Il y a peu à dire de la vie d’un marin, ses tâches étant simples et répétées, puisqu’il s’agit toujours de charger ou décharger des conteneurs, de nettoyer le navire. L’un d’eux, un Philippin qui reste toujours à bord, raconte « ses peines, ses rêves », son attente de la retraite pour enfin vivre ce qui lui conviendra et réapprendre ce que sont de « vraies nuits ». Pour tous, la nécessité de garder le cap, l’obligation d’accepter la lenteur n’ont rien a priori d’exaltant, loin du lyrisme de la terre auquel il est fait allusion avec les noms du lilas et de la rose. Cependant, ces règles de vie imposées en mer « pourraient être du poète » — une leçon du voyage.
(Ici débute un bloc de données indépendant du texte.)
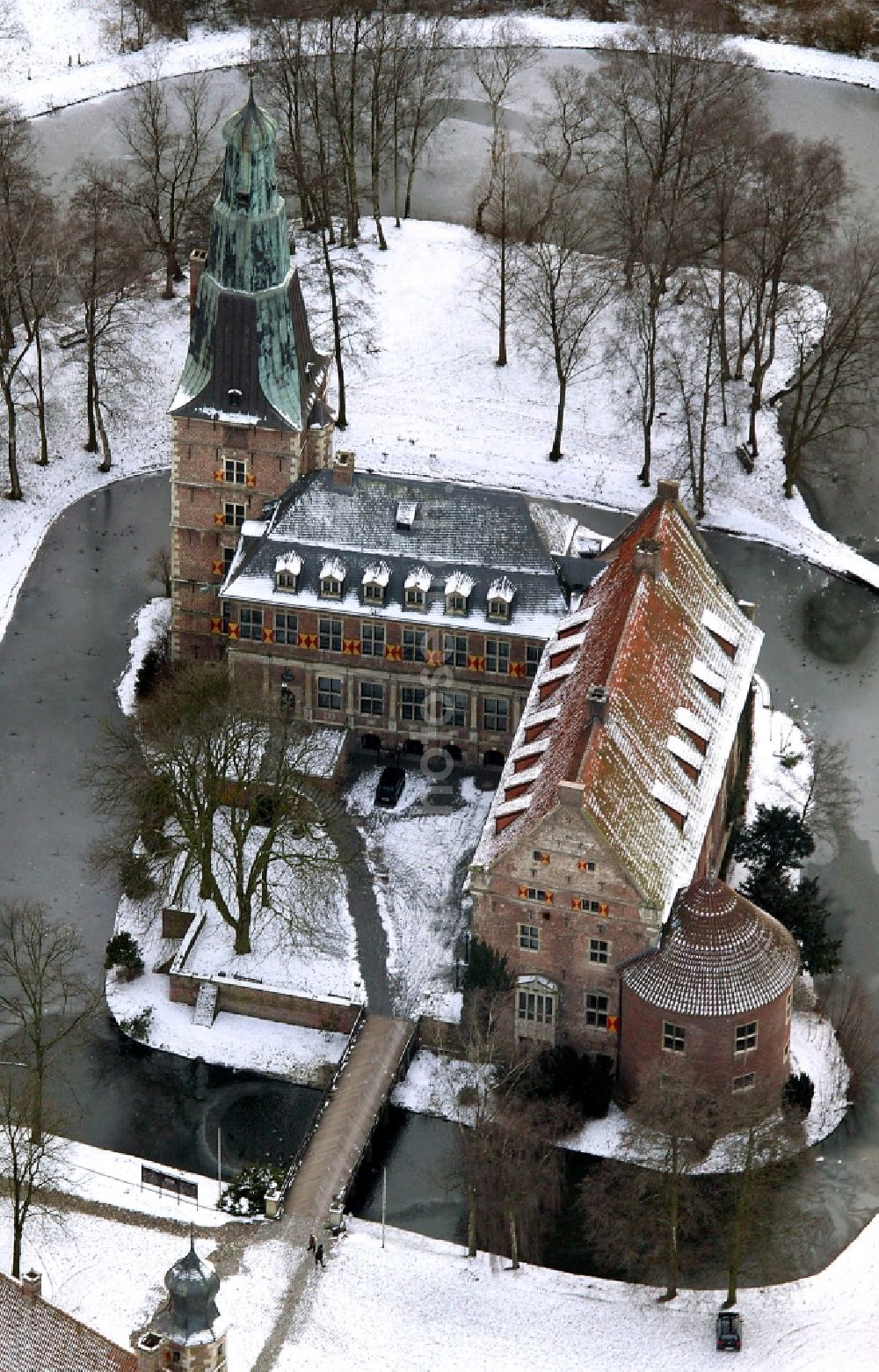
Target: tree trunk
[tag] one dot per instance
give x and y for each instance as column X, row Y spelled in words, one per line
column 342, row 420
column 556, row 452
column 15, row 486
column 44, row 441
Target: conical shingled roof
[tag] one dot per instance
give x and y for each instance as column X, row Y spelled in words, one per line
column 719, row 955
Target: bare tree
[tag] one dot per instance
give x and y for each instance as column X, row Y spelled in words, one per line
column 511, row 53
column 46, row 992
column 221, row 796
column 168, row 136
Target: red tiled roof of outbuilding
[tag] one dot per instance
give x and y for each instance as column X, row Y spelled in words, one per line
column 719, row 955
column 34, row 1334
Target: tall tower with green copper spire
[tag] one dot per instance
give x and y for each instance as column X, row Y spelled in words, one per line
column 250, row 414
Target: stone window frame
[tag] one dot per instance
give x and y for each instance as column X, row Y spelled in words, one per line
column 597, row 1010
column 498, row 656
column 330, row 692
column 599, row 951
column 330, row 634
column 251, row 624
column 495, row 708
column 746, row 1036
column 370, row 695
column 286, row 627
column 374, row 636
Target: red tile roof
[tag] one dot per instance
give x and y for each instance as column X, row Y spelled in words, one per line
column 37, row 1337
column 720, row 955
column 651, row 771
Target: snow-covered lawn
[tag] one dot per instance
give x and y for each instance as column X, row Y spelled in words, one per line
column 418, row 854
column 440, row 1313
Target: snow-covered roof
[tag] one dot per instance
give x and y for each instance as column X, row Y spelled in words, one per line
column 288, row 561
column 376, row 573
column 333, row 567
column 458, row 583
column 418, row 578
column 502, row 589
column 643, row 641
column 719, row 955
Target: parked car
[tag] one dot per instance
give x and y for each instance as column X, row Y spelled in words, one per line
column 389, row 786
column 729, row 1331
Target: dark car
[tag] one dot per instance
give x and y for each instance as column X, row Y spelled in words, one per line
column 730, row 1331
column 389, row 786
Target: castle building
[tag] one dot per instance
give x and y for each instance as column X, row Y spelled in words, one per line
column 250, row 414
column 616, row 792
column 714, row 1001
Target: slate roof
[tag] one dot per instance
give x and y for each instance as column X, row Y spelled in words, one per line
column 639, row 639
column 37, row 1337
column 468, row 529
column 719, row 955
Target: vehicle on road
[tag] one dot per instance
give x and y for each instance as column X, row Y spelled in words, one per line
column 389, row 786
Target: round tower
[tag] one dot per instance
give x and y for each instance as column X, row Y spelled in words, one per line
column 714, row 1001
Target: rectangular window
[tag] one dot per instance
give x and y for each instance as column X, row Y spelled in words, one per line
column 286, row 629
column 330, row 636
column 497, row 654
column 372, row 639
column 597, row 1010
column 411, row 703
column 454, row 710
column 372, row 698
column 534, row 1007
column 330, row 692
column 414, row 645
column 455, row 649
column 235, row 471
column 250, row 624
column 495, row 715
column 746, row 1036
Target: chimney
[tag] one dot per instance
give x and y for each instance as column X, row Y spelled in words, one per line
column 149, row 1350
column 196, row 265
column 32, row 1284
column 343, row 468
column 597, row 704
column 649, row 556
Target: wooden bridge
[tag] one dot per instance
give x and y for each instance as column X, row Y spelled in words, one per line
column 328, row 1161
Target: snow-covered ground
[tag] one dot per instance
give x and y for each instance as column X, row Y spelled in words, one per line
column 416, row 854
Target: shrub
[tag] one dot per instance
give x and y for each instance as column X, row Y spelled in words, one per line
column 582, row 1080
column 797, row 1092
column 122, row 952
column 137, row 1026
column 134, row 877
column 246, row 1193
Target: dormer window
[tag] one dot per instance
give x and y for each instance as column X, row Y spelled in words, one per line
column 287, row 568
column 458, row 587
column 374, row 583
column 332, row 578
column 501, row 600
column 416, row 587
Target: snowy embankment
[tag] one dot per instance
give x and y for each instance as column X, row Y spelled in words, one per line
column 66, row 53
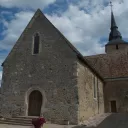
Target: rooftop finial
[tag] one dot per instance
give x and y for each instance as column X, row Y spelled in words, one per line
column 111, row 5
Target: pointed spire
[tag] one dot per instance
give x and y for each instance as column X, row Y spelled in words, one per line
column 114, row 34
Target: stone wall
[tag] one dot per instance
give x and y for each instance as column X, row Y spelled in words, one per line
column 53, row 71
column 116, row 90
column 88, row 105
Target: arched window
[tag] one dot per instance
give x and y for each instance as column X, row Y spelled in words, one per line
column 36, row 43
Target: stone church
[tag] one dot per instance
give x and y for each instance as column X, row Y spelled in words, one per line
column 45, row 75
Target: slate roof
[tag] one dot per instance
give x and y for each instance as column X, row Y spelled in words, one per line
column 110, row 65
column 79, row 55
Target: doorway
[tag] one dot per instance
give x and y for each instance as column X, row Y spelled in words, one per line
column 35, row 103
column 113, row 106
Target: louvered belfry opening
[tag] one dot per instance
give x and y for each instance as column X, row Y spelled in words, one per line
column 35, row 103
column 36, row 43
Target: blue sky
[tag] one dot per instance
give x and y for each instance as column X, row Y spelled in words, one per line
column 85, row 23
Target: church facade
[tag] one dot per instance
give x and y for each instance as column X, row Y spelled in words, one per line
column 45, row 75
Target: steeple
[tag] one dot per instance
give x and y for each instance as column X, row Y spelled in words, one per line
column 114, row 34
column 116, row 42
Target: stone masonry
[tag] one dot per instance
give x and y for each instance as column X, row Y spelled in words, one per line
column 53, row 72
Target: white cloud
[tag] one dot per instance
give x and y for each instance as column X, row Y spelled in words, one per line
column 15, row 28
column 83, row 29
column 34, row 4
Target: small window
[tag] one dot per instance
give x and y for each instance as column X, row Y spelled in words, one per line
column 36, row 44
column 117, row 47
column 95, row 87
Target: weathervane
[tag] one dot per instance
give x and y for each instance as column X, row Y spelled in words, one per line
column 111, row 5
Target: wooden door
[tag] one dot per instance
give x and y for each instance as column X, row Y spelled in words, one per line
column 35, row 103
column 113, row 106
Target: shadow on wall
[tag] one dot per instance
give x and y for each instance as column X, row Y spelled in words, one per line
column 115, row 120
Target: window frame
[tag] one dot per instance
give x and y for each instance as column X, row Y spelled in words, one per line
column 33, row 39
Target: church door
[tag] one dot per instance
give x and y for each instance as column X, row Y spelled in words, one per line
column 35, row 103
column 113, row 106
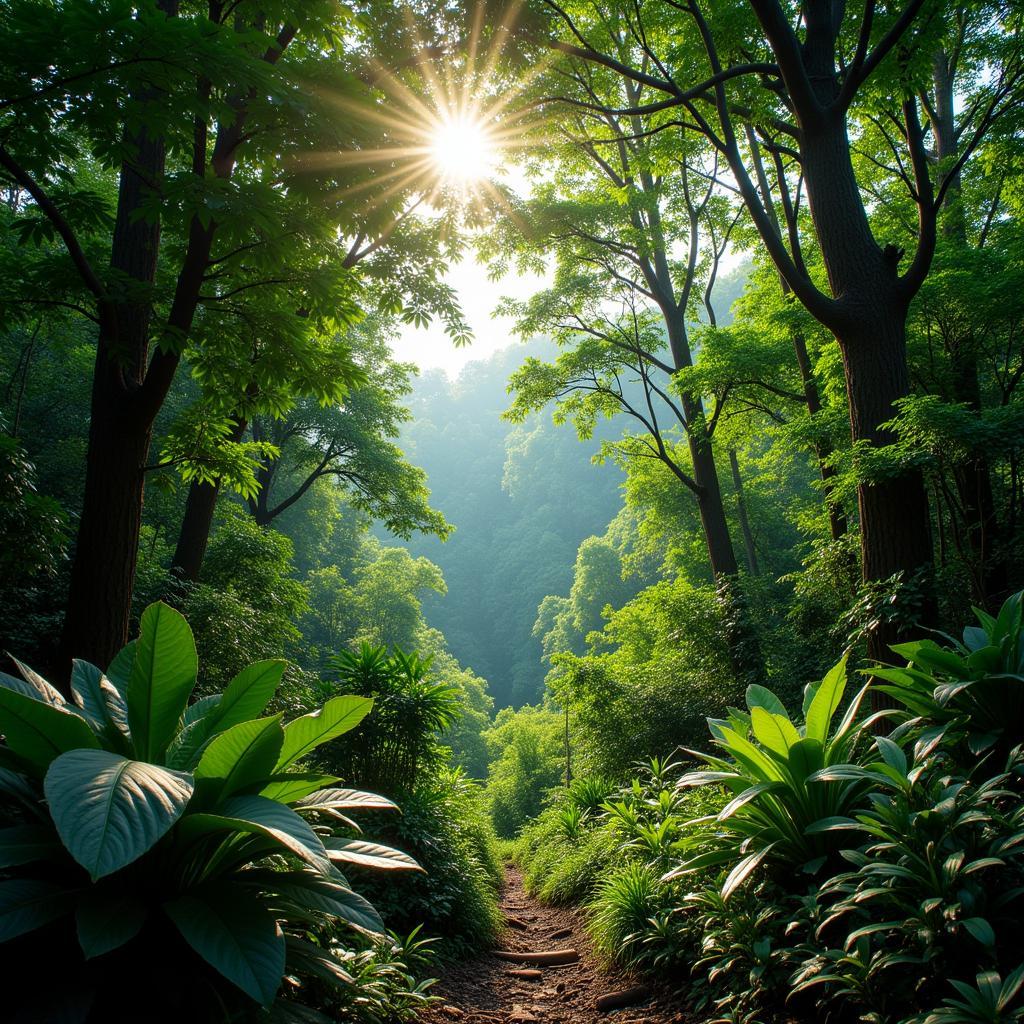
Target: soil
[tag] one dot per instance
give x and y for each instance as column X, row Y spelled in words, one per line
column 484, row 990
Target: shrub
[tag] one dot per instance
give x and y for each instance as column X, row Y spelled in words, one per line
column 155, row 846
column 445, row 826
column 400, row 742
column 784, row 804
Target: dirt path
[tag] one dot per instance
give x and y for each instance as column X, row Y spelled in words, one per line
column 485, row 990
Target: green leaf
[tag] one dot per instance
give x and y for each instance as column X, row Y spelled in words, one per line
column 825, row 702
column 291, row 786
column 262, row 817
column 243, row 755
column 247, row 694
column 355, row 851
column 743, row 869
column 761, row 696
column 27, row 904
column 32, row 685
column 327, row 895
column 774, row 731
column 119, row 671
column 236, row 936
column 161, row 681
column 109, row 810
column 26, row 843
column 98, row 697
column 105, row 920
column 347, row 800
column 981, row 930
column 335, row 718
column 39, row 731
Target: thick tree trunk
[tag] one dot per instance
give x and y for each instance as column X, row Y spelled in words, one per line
column 198, row 521
column 868, row 318
column 895, row 522
column 107, row 547
column 120, row 427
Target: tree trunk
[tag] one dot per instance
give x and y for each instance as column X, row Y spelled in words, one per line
column 974, row 480
column 744, row 523
column 744, row 647
column 120, row 428
column 895, row 522
column 868, row 318
column 198, row 520
column 107, row 546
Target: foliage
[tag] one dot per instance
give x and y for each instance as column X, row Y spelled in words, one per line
column 785, row 802
column 444, row 825
column 527, row 759
column 166, row 821
column 399, row 743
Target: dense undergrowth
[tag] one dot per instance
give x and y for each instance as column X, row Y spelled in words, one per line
column 155, row 841
column 836, row 862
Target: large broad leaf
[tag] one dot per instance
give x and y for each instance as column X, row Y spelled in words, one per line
column 26, row 843
column 99, row 698
column 110, row 810
column 347, row 800
column 40, row 731
column 27, row 904
column 315, row 892
column 354, row 851
column 242, row 756
column 825, row 702
column 336, row 717
column 761, row 696
column 291, row 786
column 260, row 816
column 107, row 919
column 32, row 685
column 248, row 693
column 773, row 731
column 236, row 936
column 119, row 671
column 162, row 678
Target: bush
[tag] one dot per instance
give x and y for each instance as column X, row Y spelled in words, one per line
column 445, row 827
column 845, row 880
column 527, row 760
column 150, row 845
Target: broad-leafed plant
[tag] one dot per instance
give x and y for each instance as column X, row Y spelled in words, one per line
column 185, row 834
column 781, row 808
column 968, row 696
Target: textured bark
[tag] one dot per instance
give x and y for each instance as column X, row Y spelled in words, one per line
column 744, row 523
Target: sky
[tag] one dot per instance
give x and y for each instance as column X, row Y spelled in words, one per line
column 430, row 348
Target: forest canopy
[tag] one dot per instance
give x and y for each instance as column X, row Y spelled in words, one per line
column 694, row 597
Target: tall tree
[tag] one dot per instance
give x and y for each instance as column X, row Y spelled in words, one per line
column 225, row 127
column 800, row 76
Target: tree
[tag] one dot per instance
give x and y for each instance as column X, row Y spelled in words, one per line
column 170, row 151
column 800, row 78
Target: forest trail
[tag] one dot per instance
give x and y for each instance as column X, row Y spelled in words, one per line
column 494, row 989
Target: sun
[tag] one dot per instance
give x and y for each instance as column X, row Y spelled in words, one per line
column 462, row 150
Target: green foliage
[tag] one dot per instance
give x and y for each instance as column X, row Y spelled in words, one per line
column 971, row 697
column 445, row 826
column 785, row 802
column 198, row 820
column 839, row 879
column 399, row 743
column 527, row 759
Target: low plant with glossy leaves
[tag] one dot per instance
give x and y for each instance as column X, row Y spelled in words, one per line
column 180, row 845
column 781, row 802
column 967, row 696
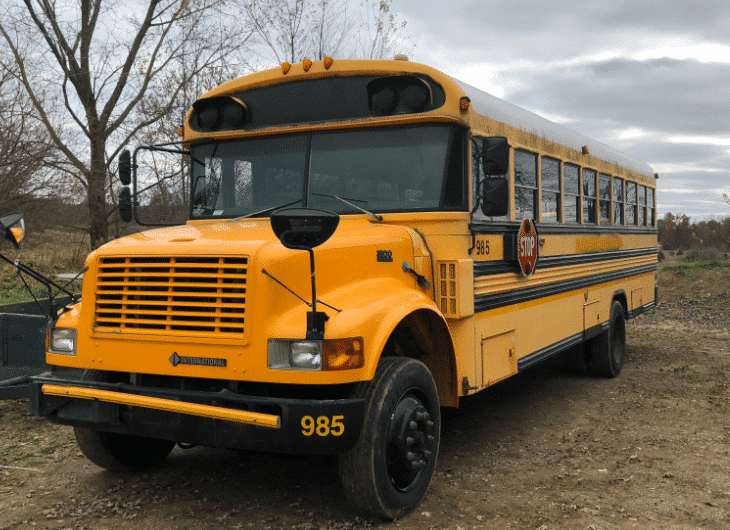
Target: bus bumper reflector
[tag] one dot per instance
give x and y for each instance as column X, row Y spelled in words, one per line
column 206, row 411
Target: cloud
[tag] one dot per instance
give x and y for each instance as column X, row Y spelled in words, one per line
column 649, row 78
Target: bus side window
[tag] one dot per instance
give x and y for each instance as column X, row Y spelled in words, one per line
column 632, row 216
column 525, row 185
column 642, row 206
column 604, row 191
column 589, row 196
column 650, row 205
column 618, row 201
column 571, row 190
column 490, row 164
column 550, row 183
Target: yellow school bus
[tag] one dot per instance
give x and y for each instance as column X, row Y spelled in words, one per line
column 368, row 241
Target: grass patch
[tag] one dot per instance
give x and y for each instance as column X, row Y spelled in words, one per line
column 49, row 253
column 687, row 267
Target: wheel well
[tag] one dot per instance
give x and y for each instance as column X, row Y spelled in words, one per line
column 620, row 296
column 423, row 335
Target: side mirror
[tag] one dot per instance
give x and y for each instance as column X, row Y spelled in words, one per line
column 495, row 155
column 495, row 197
column 13, row 228
column 125, row 204
column 303, row 228
column 125, row 167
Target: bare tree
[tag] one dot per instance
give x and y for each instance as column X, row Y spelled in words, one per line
column 25, row 153
column 101, row 58
column 291, row 30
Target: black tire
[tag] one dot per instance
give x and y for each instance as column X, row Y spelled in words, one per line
column 607, row 351
column 387, row 473
column 121, row 452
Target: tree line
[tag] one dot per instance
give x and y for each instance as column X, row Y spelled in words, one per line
column 676, row 232
column 80, row 81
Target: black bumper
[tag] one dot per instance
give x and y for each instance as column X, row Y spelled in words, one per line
column 305, row 426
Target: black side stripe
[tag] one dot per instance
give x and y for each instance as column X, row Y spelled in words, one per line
column 494, row 301
column 512, row 227
column 573, row 340
column 545, row 353
column 486, row 268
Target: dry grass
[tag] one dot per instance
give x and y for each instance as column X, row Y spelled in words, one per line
column 50, row 252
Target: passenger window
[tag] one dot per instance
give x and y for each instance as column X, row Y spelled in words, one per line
column 618, row 201
column 604, row 191
column 642, row 206
column 550, row 183
column 525, row 185
column 571, row 190
column 631, row 197
column 589, row 196
column 650, row 206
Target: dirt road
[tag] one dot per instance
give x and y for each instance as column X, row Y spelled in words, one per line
column 545, row 450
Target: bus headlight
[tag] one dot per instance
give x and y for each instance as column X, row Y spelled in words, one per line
column 306, row 355
column 295, row 354
column 63, row 341
column 316, row 355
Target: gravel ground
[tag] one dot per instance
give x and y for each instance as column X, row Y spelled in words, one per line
column 544, row 450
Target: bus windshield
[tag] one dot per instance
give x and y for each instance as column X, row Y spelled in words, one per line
column 417, row 168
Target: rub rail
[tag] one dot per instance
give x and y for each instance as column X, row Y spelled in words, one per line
column 207, row 411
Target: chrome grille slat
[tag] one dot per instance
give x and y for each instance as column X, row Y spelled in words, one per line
column 175, row 296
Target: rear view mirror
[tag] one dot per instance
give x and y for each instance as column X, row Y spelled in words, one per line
column 495, row 197
column 495, row 155
column 125, row 167
column 125, row 204
column 303, row 228
column 13, row 228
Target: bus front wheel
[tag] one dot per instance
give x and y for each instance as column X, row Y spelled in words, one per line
column 121, row 452
column 607, row 351
column 387, row 473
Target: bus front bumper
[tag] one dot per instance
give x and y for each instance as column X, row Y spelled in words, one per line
column 215, row 419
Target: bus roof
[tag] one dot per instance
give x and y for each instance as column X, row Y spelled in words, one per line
column 509, row 114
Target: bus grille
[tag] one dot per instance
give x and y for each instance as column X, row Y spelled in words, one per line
column 174, row 296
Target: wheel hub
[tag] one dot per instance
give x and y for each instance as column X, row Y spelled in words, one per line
column 410, row 442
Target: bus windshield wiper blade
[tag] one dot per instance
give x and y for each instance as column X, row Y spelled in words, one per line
column 263, row 212
column 347, row 201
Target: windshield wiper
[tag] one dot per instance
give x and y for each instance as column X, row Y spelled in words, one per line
column 264, row 212
column 346, row 201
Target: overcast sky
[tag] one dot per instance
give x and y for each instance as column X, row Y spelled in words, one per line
column 649, row 78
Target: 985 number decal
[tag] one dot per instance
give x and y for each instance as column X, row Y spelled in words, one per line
column 482, row 247
column 323, row 426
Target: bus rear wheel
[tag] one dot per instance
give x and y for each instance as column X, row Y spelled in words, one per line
column 386, row 474
column 607, row 351
column 121, row 452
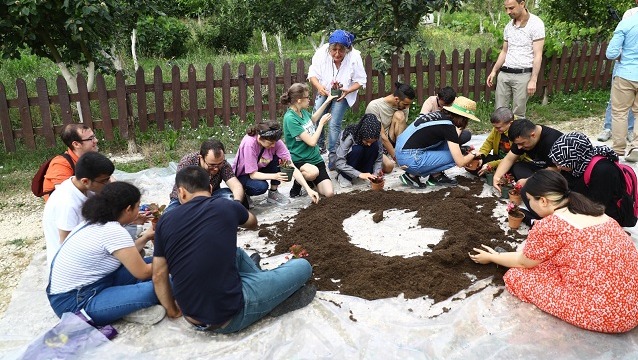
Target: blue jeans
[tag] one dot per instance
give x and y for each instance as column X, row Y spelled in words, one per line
column 362, row 158
column 263, row 290
column 607, row 124
column 108, row 299
column 219, row 193
column 423, row 162
column 257, row 187
column 338, row 110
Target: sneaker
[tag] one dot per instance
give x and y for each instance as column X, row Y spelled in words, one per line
column 297, row 300
column 256, row 258
column 343, row 182
column 632, row 156
column 147, row 316
column 295, row 190
column 410, row 181
column 605, row 135
column 441, row 180
column 275, row 197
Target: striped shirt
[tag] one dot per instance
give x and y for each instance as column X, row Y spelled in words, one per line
column 86, row 256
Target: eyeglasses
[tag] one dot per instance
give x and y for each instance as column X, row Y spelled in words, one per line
column 103, row 182
column 214, row 166
column 90, row 138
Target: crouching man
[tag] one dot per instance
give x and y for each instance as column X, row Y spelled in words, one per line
column 215, row 284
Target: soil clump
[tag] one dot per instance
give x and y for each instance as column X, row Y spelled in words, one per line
column 341, row 266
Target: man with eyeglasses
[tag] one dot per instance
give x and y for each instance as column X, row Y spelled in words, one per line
column 212, row 158
column 392, row 111
column 63, row 211
column 79, row 140
column 445, row 97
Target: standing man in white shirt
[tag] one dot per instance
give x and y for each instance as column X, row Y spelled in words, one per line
column 336, row 68
column 520, row 59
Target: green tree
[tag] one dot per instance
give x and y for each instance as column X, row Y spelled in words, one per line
column 387, row 25
column 586, row 13
column 72, row 34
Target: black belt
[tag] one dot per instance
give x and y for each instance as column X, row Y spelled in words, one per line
column 515, row 71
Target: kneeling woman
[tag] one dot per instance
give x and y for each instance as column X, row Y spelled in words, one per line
column 301, row 134
column 99, row 267
column 577, row 263
column 574, row 154
column 257, row 161
column 432, row 143
column 359, row 152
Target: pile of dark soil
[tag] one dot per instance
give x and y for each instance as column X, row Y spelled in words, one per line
column 438, row 274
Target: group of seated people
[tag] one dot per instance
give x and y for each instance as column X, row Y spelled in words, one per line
column 218, row 287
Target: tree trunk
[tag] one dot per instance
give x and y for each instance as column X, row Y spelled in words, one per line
column 264, row 43
column 281, row 50
column 72, row 81
column 132, row 145
column 134, row 48
column 312, row 42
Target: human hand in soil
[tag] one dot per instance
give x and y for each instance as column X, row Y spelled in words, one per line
column 324, row 119
column 483, row 169
column 280, row 177
column 483, row 256
column 148, row 235
column 314, row 196
column 367, row 176
column 174, row 312
column 331, row 97
column 143, row 217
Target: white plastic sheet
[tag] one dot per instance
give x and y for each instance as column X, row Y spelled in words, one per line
column 334, row 326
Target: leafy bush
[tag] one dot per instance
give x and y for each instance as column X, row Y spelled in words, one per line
column 163, row 36
column 231, row 30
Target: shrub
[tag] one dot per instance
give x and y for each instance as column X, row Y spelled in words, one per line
column 163, row 36
column 230, row 30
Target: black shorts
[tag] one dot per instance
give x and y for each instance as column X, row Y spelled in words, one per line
column 323, row 172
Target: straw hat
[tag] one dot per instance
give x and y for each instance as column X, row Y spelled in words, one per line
column 464, row 107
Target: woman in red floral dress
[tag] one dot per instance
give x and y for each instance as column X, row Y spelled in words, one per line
column 577, row 264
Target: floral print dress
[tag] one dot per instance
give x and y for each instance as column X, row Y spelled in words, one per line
column 588, row 277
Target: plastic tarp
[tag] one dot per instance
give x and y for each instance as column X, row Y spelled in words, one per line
column 333, row 326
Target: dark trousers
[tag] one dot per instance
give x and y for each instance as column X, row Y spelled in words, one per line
column 361, row 158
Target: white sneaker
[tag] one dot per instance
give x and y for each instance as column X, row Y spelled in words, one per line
column 604, row 135
column 275, row 197
column 147, row 316
column 343, row 182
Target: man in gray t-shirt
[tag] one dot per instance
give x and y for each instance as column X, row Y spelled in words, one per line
column 520, row 59
column 392, row 111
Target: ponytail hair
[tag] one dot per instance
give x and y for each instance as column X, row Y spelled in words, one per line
column 268, row 130
column 553, row 186
column 294, row 93
column 403, row 91
column 108, row 205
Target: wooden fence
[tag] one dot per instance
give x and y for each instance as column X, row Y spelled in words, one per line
column 27, row 118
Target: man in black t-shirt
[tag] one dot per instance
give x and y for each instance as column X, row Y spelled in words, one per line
column 529, row 139
column 536, row 142
column 215, row 284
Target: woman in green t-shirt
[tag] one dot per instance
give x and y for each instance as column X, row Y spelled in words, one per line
column 301, row 135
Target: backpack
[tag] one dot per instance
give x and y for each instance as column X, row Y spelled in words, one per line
column 37, row 183
column 628, row 202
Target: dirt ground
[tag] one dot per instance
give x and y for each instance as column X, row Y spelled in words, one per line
column 438, row 274
column 21, row 237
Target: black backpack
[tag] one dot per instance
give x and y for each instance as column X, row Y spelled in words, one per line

Mais rien autre que la mer pendant ce bref parcours ? Sans doute, mais pourtant ce jour de brume elle est devenue un lieu favorable au travail de l’imagination et, inattendus, pourraient surgir « (un bateau des oiseaux une femme envoûtante et nue un incendie des songes) ». Les jours de temps clair, le vol de fous de Bassan près du navire, la variété des mouvements de la mer, les transformations du ciel, les couleurs du soleil sous l’horizon, ramènent parfois à ce « temps d’enfance précédant les légendes ».

Il y a dans La coupée un parti-pris d’être au plus près de ce qui est devant soi, des choses et des activités humaines (d’où un long poème à propos des ports d’Amsterdam ou de Hambourg, de leur gigantisme, de leur agitation), d’être à l’écoute de ceux qui n’ont jamais la parole. Il ne s’agit pas tant de rejoindre les tenants d’une "poésie pauvre" que de la volonté de « tenter d’écrire ce qui est », tentative qui n’est pas des plus répandues et qui, avec La coupée, est une réussite.